TRIBUNNEWS.COM,JAKARTA - Organisasi kesehatan dunia atau WHO dan UNICEF menyoroti pentingnya pemberian Air Susu Ibu (ASI) eksklusif kepada bayi di Indonesia.
WHO adalah singkatan dari World Health Organization, atau dalam bahasa Indonesia disebut Organisasi Kesehatan Dunia.
WHO adalah badan khusus di bawah Perserikatan Bangsa-Bangsa (PBB) yang bertugas sebagai koordinator kesehatan umum internasional.
ASI merupakan sumber perlindungan dan nutrisi pertama bagi bayi.
UNICEF dan WHO merekomendasikan pemberian ASI dalam satu jam pertama setelah kelahiran dan pemberian ASI eksklusif selama enam bulan pertama kehidupan, tanpa tambahan makanan atau cairan lain.

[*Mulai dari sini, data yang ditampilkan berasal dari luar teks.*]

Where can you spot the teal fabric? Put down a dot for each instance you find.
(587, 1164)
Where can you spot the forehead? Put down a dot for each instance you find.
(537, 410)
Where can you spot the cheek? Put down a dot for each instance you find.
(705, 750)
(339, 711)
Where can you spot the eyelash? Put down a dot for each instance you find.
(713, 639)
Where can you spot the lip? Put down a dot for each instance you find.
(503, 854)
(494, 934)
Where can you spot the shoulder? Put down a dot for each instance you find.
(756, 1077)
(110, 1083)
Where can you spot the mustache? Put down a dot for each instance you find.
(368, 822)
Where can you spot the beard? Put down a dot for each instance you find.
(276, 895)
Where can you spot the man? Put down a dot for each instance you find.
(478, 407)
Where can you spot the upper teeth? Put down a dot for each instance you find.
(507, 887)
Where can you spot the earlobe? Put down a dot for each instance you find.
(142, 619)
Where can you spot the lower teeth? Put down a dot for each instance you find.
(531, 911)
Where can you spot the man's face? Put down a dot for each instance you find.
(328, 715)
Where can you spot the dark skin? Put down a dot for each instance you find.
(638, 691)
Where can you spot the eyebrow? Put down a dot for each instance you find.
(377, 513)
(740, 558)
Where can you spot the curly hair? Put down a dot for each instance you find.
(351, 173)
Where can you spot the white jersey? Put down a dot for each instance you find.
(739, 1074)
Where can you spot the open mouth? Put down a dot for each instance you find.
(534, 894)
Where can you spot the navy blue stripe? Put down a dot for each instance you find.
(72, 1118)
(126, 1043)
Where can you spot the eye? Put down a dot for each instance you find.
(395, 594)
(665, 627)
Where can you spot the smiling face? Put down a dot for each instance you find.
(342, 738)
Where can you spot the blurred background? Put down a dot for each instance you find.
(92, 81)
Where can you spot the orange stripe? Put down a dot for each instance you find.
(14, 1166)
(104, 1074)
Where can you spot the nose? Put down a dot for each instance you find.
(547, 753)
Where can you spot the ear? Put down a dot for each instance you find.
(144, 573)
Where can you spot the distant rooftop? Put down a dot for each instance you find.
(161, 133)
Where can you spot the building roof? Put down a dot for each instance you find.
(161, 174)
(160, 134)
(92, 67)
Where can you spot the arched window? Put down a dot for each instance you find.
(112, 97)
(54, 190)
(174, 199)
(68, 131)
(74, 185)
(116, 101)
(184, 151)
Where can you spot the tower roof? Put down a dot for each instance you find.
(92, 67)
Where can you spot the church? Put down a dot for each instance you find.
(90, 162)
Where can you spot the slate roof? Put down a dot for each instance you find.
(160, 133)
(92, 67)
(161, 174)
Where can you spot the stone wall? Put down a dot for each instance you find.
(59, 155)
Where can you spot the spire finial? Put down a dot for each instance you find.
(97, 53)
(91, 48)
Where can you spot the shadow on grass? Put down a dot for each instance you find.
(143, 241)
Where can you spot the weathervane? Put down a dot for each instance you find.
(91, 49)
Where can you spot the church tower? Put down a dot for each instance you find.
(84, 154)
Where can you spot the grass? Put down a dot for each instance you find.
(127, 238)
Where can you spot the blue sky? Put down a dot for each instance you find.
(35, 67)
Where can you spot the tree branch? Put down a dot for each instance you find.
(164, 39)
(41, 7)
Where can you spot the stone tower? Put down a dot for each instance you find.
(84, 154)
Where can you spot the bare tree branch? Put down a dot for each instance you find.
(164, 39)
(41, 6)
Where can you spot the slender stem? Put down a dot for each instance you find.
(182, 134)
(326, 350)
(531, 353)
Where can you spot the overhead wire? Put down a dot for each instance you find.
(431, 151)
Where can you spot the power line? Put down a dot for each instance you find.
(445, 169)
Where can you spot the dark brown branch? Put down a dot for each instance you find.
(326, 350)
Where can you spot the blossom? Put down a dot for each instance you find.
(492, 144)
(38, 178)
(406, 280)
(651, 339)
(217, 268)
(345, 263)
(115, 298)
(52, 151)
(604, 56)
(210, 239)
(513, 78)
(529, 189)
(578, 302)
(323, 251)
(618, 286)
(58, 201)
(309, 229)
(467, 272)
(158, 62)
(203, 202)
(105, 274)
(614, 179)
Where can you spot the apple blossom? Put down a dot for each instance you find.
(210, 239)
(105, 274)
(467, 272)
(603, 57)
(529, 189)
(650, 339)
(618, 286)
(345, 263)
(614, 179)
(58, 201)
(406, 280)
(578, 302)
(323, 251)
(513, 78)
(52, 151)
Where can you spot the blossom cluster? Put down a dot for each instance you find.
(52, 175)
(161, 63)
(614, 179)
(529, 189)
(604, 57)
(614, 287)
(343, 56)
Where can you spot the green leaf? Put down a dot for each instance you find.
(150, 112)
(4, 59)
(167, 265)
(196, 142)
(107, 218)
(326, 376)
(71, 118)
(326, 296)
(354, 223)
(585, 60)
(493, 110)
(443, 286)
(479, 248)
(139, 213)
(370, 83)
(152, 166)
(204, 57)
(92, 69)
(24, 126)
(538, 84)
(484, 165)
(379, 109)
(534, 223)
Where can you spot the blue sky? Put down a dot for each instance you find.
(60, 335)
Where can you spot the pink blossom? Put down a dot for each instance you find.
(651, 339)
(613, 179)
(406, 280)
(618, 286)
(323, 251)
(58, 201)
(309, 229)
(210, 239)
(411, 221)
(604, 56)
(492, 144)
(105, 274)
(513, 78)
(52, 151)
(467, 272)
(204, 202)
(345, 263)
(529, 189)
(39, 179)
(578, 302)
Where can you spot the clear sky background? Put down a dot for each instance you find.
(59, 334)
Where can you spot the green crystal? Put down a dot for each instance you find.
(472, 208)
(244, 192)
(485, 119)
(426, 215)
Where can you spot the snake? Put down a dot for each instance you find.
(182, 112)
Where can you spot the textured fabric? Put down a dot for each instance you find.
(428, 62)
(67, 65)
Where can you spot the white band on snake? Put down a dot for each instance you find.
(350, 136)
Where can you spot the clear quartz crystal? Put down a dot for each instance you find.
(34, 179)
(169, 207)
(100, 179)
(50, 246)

Pekan ASI Sedunia diperingati di seluruh dunia setiap tanggal 1–7 Agustus yang pada tahun ini bertema: “Utamakan Menyusui: Wujudkan Sistem Dukungan yang Berkelanjutan.”
Di Indonesia, angka pemberian ASI eksklusif pada bayi usia di bawah enam bulan terus meningkat, dari 52 persen pada 2017 menjadi 66,4 persen pada 2024.
Namun, masih banyak bayi yang belum mendapatkan ASI eksklusif selama enam bulan penuh.
Melalui dukungan yang konsisten, para ibu akan lebih mudah memberikan ASI mereka di mana pun mereka berada—di tempat kerja, di rumah, maupun di lingkungan masyarakat.
Dukungan ini mencakup konseling dari tenaga kesehatan terlatih, kebijakan ramah ibu menyusui di tempat kerja, serta dukungan berkelanjutan dari jaringan masyarakat.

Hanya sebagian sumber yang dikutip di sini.